一緒になって不安になるような王は、尊敬されません。
知らんぷりをして逃げるような王は、軽蔑されます。
民が求めているのは、自分たちを守ってくれる王です。
不安を取り除き、安心を与えてくれる王です。
困ったとき、苦しいとき、助けてと頼ることができる。
頼ってきた民を受け入れ、支え、導いてくれる。
それが、民の求める王の姿でした。
「だから王族は、自分の心を簡単には表に出せない。心の中ではどんなに不安でも、民のためには勇敢に振る舞わなくてはいけない。
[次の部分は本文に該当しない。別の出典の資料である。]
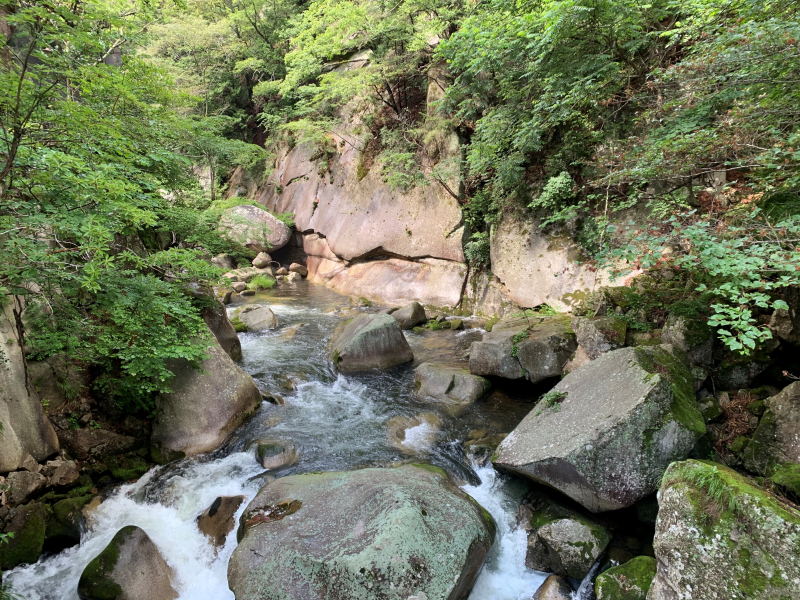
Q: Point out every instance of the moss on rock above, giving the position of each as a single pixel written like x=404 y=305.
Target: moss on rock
x=628 y=581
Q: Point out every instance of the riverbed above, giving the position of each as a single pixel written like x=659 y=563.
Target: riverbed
x=336 y=422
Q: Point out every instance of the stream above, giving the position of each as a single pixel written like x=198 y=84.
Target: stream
x=336 y=422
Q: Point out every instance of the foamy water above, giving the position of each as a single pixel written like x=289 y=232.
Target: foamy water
x=504 y=575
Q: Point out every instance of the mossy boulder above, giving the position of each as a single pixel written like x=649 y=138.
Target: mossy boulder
x=389 y=533
x=65 y=524
x=523 y=346
x=28 y=524
x=628 y=581
x=607 y=432
x=718 y=537
x=449 y=384
x=776 y=440
x=410 y=315
x=369 y=342
x=129 y=568
x=599 y=335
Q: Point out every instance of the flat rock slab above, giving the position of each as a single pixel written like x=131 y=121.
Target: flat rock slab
x=610 y=428
x=388 y=533
x=370 y=342
x=449 y=384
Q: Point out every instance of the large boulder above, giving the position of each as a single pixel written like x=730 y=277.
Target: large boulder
x=254 y=228
x=204 y=407
x=370 y=342
x=27 y=523
x=522 y=346
x=255 y=318
x=24 y=428
x=449 y=384
x=607 y=432
x=628 y=581
x=410 y=315
x=219 y=519
x=129 y=568
x=371 y=533
x=720 y=537
x=777 y=438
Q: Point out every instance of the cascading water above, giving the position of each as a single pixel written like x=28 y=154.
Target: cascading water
x=336 y=422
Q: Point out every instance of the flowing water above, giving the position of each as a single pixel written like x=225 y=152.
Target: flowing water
x=335 y=422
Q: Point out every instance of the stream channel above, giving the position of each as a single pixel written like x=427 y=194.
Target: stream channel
x=337 y=422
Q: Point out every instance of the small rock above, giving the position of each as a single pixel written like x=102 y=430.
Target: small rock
x=262 y=260
x=449 y=384
x=131 y=567
x=410 y=315
x=275 y=455
x=256 y=318
x=218 y=520
x=554 y=588
x=599 y=335
x=299 y=269
x=628 y=581
x=22 y=485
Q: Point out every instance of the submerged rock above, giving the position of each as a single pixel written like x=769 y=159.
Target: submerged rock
x=554 y=588
x=720 y=537
x=410 y=315
x=255 y=318
x=254 y=228
x=628 y=581
x=204 y=407
x=28 y=524
x=218 y=520
x=129 y=568
x=370 y=342
x=777 y=438
x=449 y=384
x=389 y=533
x=520 y=347
x=607 y=432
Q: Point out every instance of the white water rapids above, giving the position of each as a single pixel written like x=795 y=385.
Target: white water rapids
x=336 y=422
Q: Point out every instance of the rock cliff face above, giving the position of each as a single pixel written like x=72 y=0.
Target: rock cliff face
x=24 y=428
x=360 y=237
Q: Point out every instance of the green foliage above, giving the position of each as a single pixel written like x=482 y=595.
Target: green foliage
x=261 y=282
x=98 y=201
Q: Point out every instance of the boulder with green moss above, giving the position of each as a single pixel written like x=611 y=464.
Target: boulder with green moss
x=607 y=432
x=369 y=342
x=449 y=384
x=389 y=533
x=129 y=568
x=524 y=346
x=628 y=581
x=718 y=537
x=599 y=335
x=27 y=523
x=777 y=438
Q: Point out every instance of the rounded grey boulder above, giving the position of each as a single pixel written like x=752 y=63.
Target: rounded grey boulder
x=254 y=228
x=372 y=533
x=605 y=435
x=370 y=342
本来はそういう立場なんだ、王族ってのは」
ああ、と納得します。
アルマ王子は言っていました。
『私は将来、この国の王立騎士団を率いる長になれと言われている』
『そういう立場のものが、私室に隠れ臣下に守られるなどという情けない様を晒すわけにはいかない』
あれは、そういうことだったのです。
隠れて守られるのは、求められていない姿でした。
部屋を出て勇敢に戦うことが、求められる姿でした。
だからアルマ王子は、部屋に隠れることを拒んだのです。
安全な部屋に籠もるのではなく、危険な外で戦うと言ったのです。
今になって、それがわかりました。
「王族は、自由に振る舞えない」
エストレアは、その言葉を繰り返しました。
「特に、この国は。今までがそうでなかった分、これからはそうであることが強く求められている。そう期待されている。──今の彼らに求められるのは、いつも堂々としていて、寛容で、穏やかな振る舞いだ。怒ったり、泣いたり、不満をいったり、不安がったりは出来ない。──そして、自由に謝ることも出来ない」
覚えてるか? とエストレアは言います。
「王子がリンネに謝ろうとした時、近衛兵がそれを止めただろ?」
「はい」
よく覚えています。
奴隷に頭を下げるなんて、と。
近衛兵たちに止められていました。
「王族として、奴隷に謝罪することは出来ない。もっとも位の高いものが、もっとも位の低いものに頭を下げてはならない。そういう決まり事があるんだ」
「謝ったら負けだからですか?」
「そう。そして奴隷に負けるような王は、民に求められてない。王族は、そんなことをするべきじゃない。それをするような人物は、我々の王にふさわしくない。──そう、思われている」
きっと王子も、そうなのでしょう。
思った通りには行動出来ない。
自由に気持ちを表すことが出来ない。
本当は、そういう人なのです。
リンネは手のひらに乗った礼拝杖を見ました。
これは、そういう人が贈ってきたものなのです。
「王子がリンネに謝って、こうしてお詫びの品まで用意した。それは、とても大変なことだったんじゃないかな、と俺は思う」
「はい」
「さっき俺は、王族としての正しさより、自分のがそうすべきと思ったことをした。それだけだって言ったな?」
「はい」
「でも、その『それだけ』は、王子にとっては『それだけ』では済まないことなんだよ」
「はい……」
手のひらの上の礼拝杖は、窓からの日を受けて輝いています。
曇りのない青銀色は、上質な月下銀の輝きです。
深い緑の宝石も、負けず劣らず上等なものです。
奴隷が持つには、ふさわしくない。
いいえ。
奴隷でなくとも、持つにはふさわしくないでしょう。
それくらい、上等で、美しいものでした。
「エストレア様」
「うん」
「これを受け取ったら、アルマ王子は、許されたとおもうでしょうか」
「そりゃあ、思うんじゃないか」
「許されたと思えたら、王子は喜ぶでしょうか」
「うん。きっと喜ぶし、ほっとするだろうな」
「なら──」
そうすることで、王子がよかったと思えるなら。
王子の苦労に見合うものを返せるのなら。
「受け取ります」
「うん、そうか」
エストレアは笑って、礼拝杖を手に取りました。
しゃらりと鎖が鳴ります。
エストレアは恭しい手つきで、それをリンネの首にかけました。